Pas wanneer gebruik wordt gemaakt van het recht om krachtens het dwangbevel de goederen van de veroordeelde aan te tasten, als bedoeld in art. 575, eerste lid, Sv - derhalve als de geldboete en de verhogingen op de goederen van de veroordeelde worden verhaald - kunnen de executiekosten uit de opbrengst van de goederen worden voldaan zodat de executie zich mede tot voldoening van die kosten kan uitstrekken.
4.7. Art. 14 Deurwaardersreglement, voorzover hiervoor onder 3.2 is weergegeven, doet aan het vorenstaande niet af, aangezien op grond van dat artikel de hoogte van het door de executant aan de deurwaarder verschuldigde bedrag ‘voor de incasso van een geldboete als bedoeld in het Wetboek van Strafrecht’ wordt berekend, doch daaruit niet volgt dat dit bedrag ten laste van de veroordeelde kan worden gebracht.
De Hoge Raad merkt hierbij op dat onder “de incasso” als bedoeld in art. 14, aanhef en letter K, Deurwaardersreglement moet worden verstaan de ambtshandelingen van de deurwaarder die hebben geleid tot een geslaagde invordering van de opgelegde boete en verhogingen.
4.8. Opmerking verdient nog dat bij de Wet van 10 december 1992 (Stb. 1993, 11), welke wet in werking is getreden op 1 maart 1993, is vervallen het vijfde lid van art. 575 Sv, dat luidde:
“De kosten van het verhaal krachtens dit artikel worden op gelijke voet als de geldboete op de veroordeelde verhaald.
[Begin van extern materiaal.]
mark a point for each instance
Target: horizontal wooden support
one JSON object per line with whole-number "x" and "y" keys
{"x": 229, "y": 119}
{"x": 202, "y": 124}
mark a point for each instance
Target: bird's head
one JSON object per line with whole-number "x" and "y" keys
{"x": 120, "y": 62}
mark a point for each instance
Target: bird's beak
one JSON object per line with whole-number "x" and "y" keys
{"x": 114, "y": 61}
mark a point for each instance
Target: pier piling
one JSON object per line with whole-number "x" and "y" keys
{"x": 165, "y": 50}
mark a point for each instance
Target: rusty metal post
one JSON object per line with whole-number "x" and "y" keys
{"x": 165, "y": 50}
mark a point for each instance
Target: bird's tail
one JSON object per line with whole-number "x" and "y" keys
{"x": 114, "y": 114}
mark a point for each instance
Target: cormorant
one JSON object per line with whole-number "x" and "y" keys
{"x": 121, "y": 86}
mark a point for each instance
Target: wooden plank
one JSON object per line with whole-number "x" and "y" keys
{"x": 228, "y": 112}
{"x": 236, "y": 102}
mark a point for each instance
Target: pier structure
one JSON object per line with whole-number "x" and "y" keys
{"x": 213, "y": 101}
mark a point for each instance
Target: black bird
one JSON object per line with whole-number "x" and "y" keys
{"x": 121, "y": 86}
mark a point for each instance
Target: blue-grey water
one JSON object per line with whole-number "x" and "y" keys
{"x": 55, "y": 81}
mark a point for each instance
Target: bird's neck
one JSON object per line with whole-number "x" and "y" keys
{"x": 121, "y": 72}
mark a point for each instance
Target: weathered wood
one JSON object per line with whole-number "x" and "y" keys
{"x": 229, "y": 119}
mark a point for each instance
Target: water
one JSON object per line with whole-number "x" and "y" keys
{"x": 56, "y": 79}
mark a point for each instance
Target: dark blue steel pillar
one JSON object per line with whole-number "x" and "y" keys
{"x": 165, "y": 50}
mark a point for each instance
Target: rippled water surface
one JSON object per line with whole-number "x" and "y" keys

Zij worden berekend met toepassing van het bepaalde bij en krachtens de Wet tarieven in burgerlijke zaken”.
Blijkens de Memorie van Toelichting werd deze bepaling overbodig geoordeeld omdat in de art. 574 en 575 Sv is bepaald dat verhaal geschiedt op de wijze als in het Wetboek van Burgerlijke Rechtsvordering is voorzien. Tevens werd aldaar opgemerkt dat onder de kosten van het verhaal de kosten van de invordering werden begrepen (Kamerstukken II 1989-1990, 21 504, nr. 3, blz. 67).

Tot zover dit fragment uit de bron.